By David Lawder
MEXICO CITY (Reuters) – U.S. Treasury Secretary Janet Yellen said she will announce new actions on Wednesday to crack down on Mexico’s drug cartels as she seeks to improve cooperation with Mexico in stemming the flow of the deadly opioid fentanyl to the U.S.
Yellen, on her first trip to Mexico since taking office in 2021, told reporters that the Treasury aims to sharpen both countries’ ability to find and cut off the flow of financing to drug cartels and their front companies.
“We have authorities now that I think make it easier for us to go after middlemen who are not actually trading fentanyl itself but goods like pill presses and pharmaceuticals that aren’t export controlled,” Yellen told reporters.
“But when used as part of a cartel to facilitate the drug trade, we can now come down and put sanctions on those entities,” she added.
Yellen will tour a government crime lab, meet with private sector finance executives and Mexico’s finance minister and central bank chief to improve information sharing. On Thursday, she is scheduled to meet with Mexican President Andres Manuel Lopez Obrador.

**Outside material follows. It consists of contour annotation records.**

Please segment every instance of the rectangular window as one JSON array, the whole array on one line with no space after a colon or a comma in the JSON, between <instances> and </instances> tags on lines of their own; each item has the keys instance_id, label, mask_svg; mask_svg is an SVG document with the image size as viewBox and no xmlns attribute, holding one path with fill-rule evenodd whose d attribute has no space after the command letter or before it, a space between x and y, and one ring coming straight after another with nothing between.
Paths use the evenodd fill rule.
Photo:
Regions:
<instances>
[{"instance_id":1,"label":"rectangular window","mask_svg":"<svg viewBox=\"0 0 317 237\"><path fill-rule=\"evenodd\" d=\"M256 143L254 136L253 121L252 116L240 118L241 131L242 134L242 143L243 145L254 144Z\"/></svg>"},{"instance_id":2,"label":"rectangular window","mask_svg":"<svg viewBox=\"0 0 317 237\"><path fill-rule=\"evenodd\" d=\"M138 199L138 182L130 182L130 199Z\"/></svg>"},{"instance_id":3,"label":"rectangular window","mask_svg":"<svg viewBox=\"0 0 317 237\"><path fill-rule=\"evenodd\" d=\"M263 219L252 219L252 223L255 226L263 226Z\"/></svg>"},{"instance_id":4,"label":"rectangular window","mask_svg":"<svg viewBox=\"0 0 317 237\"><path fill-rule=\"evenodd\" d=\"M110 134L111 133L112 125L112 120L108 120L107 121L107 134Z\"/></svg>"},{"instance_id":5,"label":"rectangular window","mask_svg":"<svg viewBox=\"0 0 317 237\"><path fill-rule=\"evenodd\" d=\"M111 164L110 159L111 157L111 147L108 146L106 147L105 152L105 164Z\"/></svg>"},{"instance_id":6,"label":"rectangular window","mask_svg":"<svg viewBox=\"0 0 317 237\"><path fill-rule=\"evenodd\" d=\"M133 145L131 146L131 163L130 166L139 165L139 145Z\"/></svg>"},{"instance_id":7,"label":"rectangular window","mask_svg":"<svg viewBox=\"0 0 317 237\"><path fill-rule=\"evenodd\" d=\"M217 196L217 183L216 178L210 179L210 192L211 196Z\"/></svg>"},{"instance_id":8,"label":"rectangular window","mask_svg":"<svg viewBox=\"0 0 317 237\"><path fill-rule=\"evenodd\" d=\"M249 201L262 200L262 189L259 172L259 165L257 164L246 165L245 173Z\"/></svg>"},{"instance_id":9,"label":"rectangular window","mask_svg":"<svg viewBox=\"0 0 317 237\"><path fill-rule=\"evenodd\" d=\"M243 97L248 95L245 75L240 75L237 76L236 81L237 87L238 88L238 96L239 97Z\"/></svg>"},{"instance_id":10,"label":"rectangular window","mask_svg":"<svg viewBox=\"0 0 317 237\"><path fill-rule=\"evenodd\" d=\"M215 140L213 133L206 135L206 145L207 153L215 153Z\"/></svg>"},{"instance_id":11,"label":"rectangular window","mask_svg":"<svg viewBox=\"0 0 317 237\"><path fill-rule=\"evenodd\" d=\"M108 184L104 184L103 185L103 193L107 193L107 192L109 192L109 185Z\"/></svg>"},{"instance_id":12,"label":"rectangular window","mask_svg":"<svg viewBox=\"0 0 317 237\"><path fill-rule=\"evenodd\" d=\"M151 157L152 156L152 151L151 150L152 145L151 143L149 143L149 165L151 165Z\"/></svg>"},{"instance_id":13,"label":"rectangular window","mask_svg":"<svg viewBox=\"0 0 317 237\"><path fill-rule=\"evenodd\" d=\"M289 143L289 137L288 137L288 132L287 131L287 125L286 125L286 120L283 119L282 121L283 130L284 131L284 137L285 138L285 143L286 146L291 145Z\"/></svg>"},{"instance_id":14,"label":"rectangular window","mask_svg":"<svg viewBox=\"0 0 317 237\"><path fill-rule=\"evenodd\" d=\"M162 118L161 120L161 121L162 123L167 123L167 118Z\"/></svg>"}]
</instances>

The trip follows Treasury’s announcement on Monday of a counter-fentanyl “strike force” that will bring together the department’s resources, including the Office of Terrorism and Financial Intelligence and the Internal Revenue Service’s Criminal Investigation unit, to disrupt illicit drug trafficking, including through cryptocurrencies.
U.S. President Joe Biden and Chinese President Xi Jinping last month agreed to deepen cooperation to stem the flow of fentanyl precursor chemicals from China, which are often mixed by Mexican drug gangs before distribution in the U.S.
Yellen said the drive for Mexico’s cooperation in enforcing sanctions is an important part of making good on the Biden-Xi anti-fentanyl pledge.
“We’re meeting with a number of the entities in Mexico that are providing us with information. And we’ll have a meeting with many of the banks tomorrow to discuss information sharing. They’ve been increasingly helpful in providing information that’s useful in tracing these [financial] flows.”